We’ve all heard the abbreviations: CAT, PET, MRI, fMRI, SPECT.
Now what the heck do they all mean?
Brain imaging has an interesting start. But generally, brain imaging techniques fall into two broad categories: Structural imaging, and Functional imaging. Structural imaging does just what its name implies: it provides images of the structure of the brain. There’s no indication of blood flow or brain metabolism here; just bone and tissue. Structural images are based on the idea that different bodily tissues have different densities and different physical properties. Structural images provide static, one-shot images of the brain’s structure. They say nothing of function.

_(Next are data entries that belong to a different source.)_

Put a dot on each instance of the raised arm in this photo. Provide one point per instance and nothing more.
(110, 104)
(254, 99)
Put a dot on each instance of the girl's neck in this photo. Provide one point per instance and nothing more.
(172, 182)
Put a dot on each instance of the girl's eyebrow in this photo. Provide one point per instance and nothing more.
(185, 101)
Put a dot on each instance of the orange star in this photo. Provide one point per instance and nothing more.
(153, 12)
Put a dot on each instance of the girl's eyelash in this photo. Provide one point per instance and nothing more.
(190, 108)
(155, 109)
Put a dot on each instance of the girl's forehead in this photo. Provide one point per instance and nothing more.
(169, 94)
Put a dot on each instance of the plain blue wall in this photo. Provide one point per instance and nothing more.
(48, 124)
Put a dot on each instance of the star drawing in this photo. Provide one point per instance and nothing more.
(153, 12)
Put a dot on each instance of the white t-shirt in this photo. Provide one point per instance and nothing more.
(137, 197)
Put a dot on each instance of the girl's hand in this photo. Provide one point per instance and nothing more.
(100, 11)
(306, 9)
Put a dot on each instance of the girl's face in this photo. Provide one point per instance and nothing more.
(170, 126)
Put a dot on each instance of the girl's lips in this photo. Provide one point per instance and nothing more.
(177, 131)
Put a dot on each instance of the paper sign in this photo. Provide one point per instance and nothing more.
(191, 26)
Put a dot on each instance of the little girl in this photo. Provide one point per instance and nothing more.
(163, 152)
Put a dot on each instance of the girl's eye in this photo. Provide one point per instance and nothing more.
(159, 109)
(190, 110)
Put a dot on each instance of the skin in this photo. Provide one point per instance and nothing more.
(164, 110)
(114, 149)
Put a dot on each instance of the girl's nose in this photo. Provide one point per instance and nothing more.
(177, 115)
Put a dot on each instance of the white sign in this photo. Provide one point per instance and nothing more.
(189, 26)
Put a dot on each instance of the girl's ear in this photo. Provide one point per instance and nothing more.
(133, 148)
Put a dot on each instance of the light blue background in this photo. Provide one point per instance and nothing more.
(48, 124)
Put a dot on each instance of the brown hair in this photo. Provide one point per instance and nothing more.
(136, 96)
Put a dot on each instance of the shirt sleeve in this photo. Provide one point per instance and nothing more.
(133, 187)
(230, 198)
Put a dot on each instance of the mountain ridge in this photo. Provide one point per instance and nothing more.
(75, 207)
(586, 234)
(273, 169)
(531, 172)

Functional imaging also does what its name implies: it images the brain as it functions. Dyes, radioactive tracers, are all used in these imaging modalities to image the brain’s blood flow and metabolism. These images are dynamic, showing changes in brain function over a period of time.
The next few articles in my blog will feature one of the imaging techniques in an article. We’ll start off with CAT scans.
CAT stands for Computerized Axial Tomography. CAT scans are also abbreviated CT scans, for Computerized Tomography. CT scans are possible because different tissues have different X-ray absorptions. How much a tissue absorbs X-rays is related to that tissue’s density. So, bone absorbs the most X-rays, cerebrospinal fluid (CSF) absorbs the least. That’s why on CT scans, bone appears white and the ventricles, which contain CSF, appear black.
There’s a slight danger with CT scans, because the person being imaged is exposed to a slight amount of radiation.